In order to use singularity, you need to load the module file named “singularity/3.1” first.
Then decide if your deep learning program should be run in CPU mode or GPU mode.
For running in CPU mode:
singularity exec /apps2/singularity/general/general_python3 python3 my_tensorflow_program.py
you can submit your job in any of our computing node.
For running in GPU mode:
singularity exec --nv -B /apps2/cuda/10.0/lib64:/home/extraLibs/cuda,/apps2/cudnn/7.4.2/cuda/lib64:/home/extraLibs/cudnn /apps2/singularity/general/general_python3 python3 my_tensorflow_program.py
If the model is to run in GPU mode:
(1) make sure use “GPU” partition
For example:
#SBATCH -p gpu
(2) Make sure require at least one gpu card:
For example:
#SBATCH --gres=gpu:1 #Request a single GPU card. Max value is 2 for K40m and 3 for V100 GPU nodes
(3) Make sure load the module files below
module load singularity/3.1 cuda/10.0
A sample sbatch script:
#!/bin/bash #SBATCH -p gpu #SBATCH --gres=gpu:1 #SBATCH --exclude=gpu[01-02] #SBATCH --job-name=NeuralNetworksGPU #SBATCH --output=NeuralNetworksGPU-%j.out #SBATCH -N 1 module purge module load singularity/3.1 singularity exec --nv -B /apps2/cuda/10.0/lib64:/home/extraLibs/cuda,/apps2/cudnn/7.4.2/cuda/lib64:/home/extraLibs/cudnn /apps2/singularity/general/general_python3/ python3 yield_build_nn_gpu.py
In the above, if you want to use only K40m nodes, add this line to your batch script
#SBATCH --exclude=gpu[03-06]
To use only V100 GPUs, add this line instead
#SBATCH --exclude=gpu[01-02]
Other than that, singularity can be use for non-TensorFlow tasks.

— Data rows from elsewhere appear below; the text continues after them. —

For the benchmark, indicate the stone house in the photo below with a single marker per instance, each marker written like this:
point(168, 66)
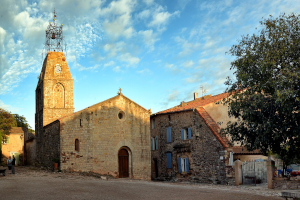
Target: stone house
point(108, 138)
point(186, 142)
point(14, 144)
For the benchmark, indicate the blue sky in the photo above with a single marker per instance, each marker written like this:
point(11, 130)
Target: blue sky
point(158, 51)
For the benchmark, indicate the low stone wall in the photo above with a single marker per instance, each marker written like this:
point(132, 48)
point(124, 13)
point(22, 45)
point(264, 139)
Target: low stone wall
point(286, 184)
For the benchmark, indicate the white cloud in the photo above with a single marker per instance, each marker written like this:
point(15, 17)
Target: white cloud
point(8, 107)
point(82, 68)
point(160, 18)
point(110, 63)
point(173, 95)
point(149, 38)
point(118, 19)
point(187, 47)
point(188, 64)
point(148, 2)
point(131, 60)
point(117, 69)
point(119, 51)
point(169, 66)
point(143, 15)
point(144, 71)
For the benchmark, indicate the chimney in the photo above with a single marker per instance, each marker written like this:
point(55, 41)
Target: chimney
point(195, 95)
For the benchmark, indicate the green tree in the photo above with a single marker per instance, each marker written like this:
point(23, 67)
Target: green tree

A sample sbatch script is as follows
#!/bin/bash #SBATCH --partition=HaswellPriority #SBATCH --qos=xxxxx #SBATCH --job-name=RandomForest #SBATCH --output=RandomForest-%j.out #SBATCH -N 1 #SBATCH -c 24 ####SBATCH -p gpu ####SBATCH --gres=gpu:1 ####SBATCH -N 1 module purge module load singularity/3.1 cuda/10.0 singularity exec /apps2/singularity/general/general_python3 python3 yield_build_rf.py
Currently we have access to HaswellPriority, SkylakePriority, general and gpu partitions.
fisbatch
$ module load gcc/9.2.0 libffi/3.2.1 bzip2/1.0.6 tcl/8.6.6.8606 sqlite/3.30.1 lzma/4.32.7 cudnn/7.1.2 cuda/10.0 java/1.8.0_162 swig/3.0.7 python/3.7.6-tf2.0-rhel7.7
Then we can run python3 interactively. Doing it this way will prevent the job from running on a login node.